Publié le 19 09 2022 | Mis à jour le 24 11 2022

©goodluz stock.adobe.com

L’organisation est par nature un modèle de fonctionnement dégradé en raison de nombreux facteurs, à commencer par la complexité de l’entreprise, son environnement en constante évolution ou encore les contextes particuliers auxquels elle doit faire face. En cette période de questionnement sur le télétravail, un rapide retour sur l’histoire récente des organisations des grands groupes permet de mieux l’appréhender. 

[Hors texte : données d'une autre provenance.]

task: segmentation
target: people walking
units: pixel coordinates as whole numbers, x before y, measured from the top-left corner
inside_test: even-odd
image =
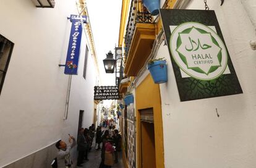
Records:
[[[101,143],[101,127],[98,126],[96,131],[95,149],[98,150],[100,148],[100,143]],[[98,147],[97,147],[98,145]]]
[[[69,143],[60,140],[56,144],[55,146],[59,149],[57,156],[58,165],[59,168],[72,167],[73,162],[70,158],[70,149],[76,144],[75,139],[69,134]]]
[[[88,130],[87,128],[85,128],[83,130],[83,136],[85,138],[85,142],[87,144],[87,148],[85,149],[85,153],[84,153],[84,159],[85,161],[89,161],[88,159],[88,152],[89,151],[89,146],[90,146],[90,137],[88,135]]]
[[[79,155],[77,158],[77,167],[82,167],[83,157],[85,151],[88,150],[88,144],[86,141],[85,137],[83,135],[83,128],[79,129],[79,136],[77,138],[77,150]]]
[[[105,143],[108,141],[108,140],[109,139],[109,134],[108,130],[105,130],[104,135],[102,137],[102,148],[101,148],[101,162],[99,168],[104,168],[104,161],[105,158]]]
[[[105,145],[105,153],[104,160],[104,168],[111,168],[114,165],[114,149],[112,144],[107,141]]]
[[[114,162],[118,162],[118,152],[121,151],[121,136],[117,130],[114,130],[113,145],[116,147],[114,151]]]

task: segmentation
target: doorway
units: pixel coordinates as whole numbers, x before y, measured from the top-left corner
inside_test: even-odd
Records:
[[[142,168],[156,167],[153,109],[140,110]]]
[[[79,129],[81,128],[82,126],[83,125],[83,112],[84,112],[84,111],[82,111],[82,110],[80,110],[79,111],[79,127],[78,127],[78,130],[77,130],[77,138],[78,138],[78,135],[79,134]]]

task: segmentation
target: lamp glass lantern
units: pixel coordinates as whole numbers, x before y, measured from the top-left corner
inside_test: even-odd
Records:
[[[114,72],[114,66],[116,65],[116,60],[114,59],[114,55],[111,51],[109,51],[106,55],[106,58],[103,59],[104,67],[105,68],[106,73],[113,74]]]

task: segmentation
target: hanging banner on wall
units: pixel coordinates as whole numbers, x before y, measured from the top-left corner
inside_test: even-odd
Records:
[[[94,86],[94,99],[119,99],[117,86]]]
[[[82,25],[83,23],[86,23],[87,17],[71,15],[69,19],[72,22],[72,27],[64,74],[77,75],[82,30]]]
[[[214,10],[160,15],[181,101],[242,93]]]

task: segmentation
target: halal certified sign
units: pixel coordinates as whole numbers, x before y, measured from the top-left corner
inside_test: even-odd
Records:
[[[176,64],[193,78],[216,78],[227,66],[228,52],[224,43],[205,25],[187,22],[177,26],[172,31],[169,47]]]

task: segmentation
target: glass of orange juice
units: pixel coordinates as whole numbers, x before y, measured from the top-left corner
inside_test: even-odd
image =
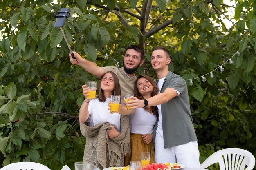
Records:
[[[120,95],[110,95],[110,113],[118,113],[120,97]]]
[[[96,96],[96,82],[86,82],[85,84],[87,87],[90,88],[90,91],[87,93],[89,93],[89,95],[86,97],[86,99],[88,100],[92,100],[95,99]]]
[[[140,153],[140,161],[142,164],[142,167],[145,167],[146,164],[149,164],[150,162],[150,153],[141,152]]]
[[[133,93],[128,93],[125,94],[124,95],[124,101],[125,102],[128,102],[128,101],[131,100],[132,99],[127,99],[128,97],[130,96],[133,96]],[[132,106],[126,106],[126,108],[127,108],[127,110],[131,110],[133,109],[130,109],[130,107]]]

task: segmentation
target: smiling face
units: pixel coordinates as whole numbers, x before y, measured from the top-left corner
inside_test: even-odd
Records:
[[[152,84],[149,81],[144,77],[141,77],[138,79],[137,85],[139,92],[143,96],[150,95],[153,91]]]
[[[151,54],[151,65],[156,71],[168,69],[168,64],[171,62],[166,52],[163,50],[153,51]]]
[[[107,73],[101,79],[101,89],[104,92],[108,91],[112,94],[115,82],[113,76],[110,73]]]
[[[133,49],[128,49],[124,56],[124,69],[128,74],[134,74],[143,64],[141,53]]]

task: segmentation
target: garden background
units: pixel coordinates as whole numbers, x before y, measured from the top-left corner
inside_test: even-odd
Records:
[[[256,155],[255,0],[1,1],[0,165],[60,170],[82,160],[81,86],[98,80],[70,62],[54,27],[54,12],[66,7],[72,49],[99,66],[121,67],[126,47],[139,44],[146,54],[136,74],[157,79],[151,50],[170,50],[170,70],[187,84],[201,163],[224,148]]]

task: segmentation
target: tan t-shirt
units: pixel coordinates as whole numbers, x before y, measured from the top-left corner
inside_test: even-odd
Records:
[[[128,93],[133,93],[134,83],[137,77],[134,75],[131,77],[126,75],[123,70],[122,68],[117,68],[113,66],[103,67],[106,71],[111,71],[116,73],[119,79],[121,89],[121,104],[125,105],[123,94]]]

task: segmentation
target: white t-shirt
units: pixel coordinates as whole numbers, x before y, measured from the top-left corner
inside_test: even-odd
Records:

Jusqu’à la fin du siècle précédent, l’organisation était là pour apporter de la valeur au collectif de travail. Le collectif contribuait par ailleurs à la performance par la qualité du travail obtenue tout autant que le soutien à la stratégie de l’entreprise. La dérèglementation des marchés est venue bousculer cela, entrainant les grands groupes dans une vision court-termiste, le regard rivé sur le cours de l’action. L’organisation s’est alors centrée sur la réduction du coût du collectif de travail.

Même si certains dirigeants restent encore dans le discours de “faire mieux avec moins”, c’est bien les lignes du compte d’exploitation qui comptent, le collectif passe ainsi au second plan, se retrouvant à son tour dégradé par la réduction d’apport de valeur de l’organisation. L’individualisation a par ailleurs renforcé cette dégradation du collectif par effet de bord. Les managers se retrouvent alors naturellement en situation de devoir compenser, subissant en plus les injonctions paradoxales consécutives à ce nouveau rôle de l’organisation.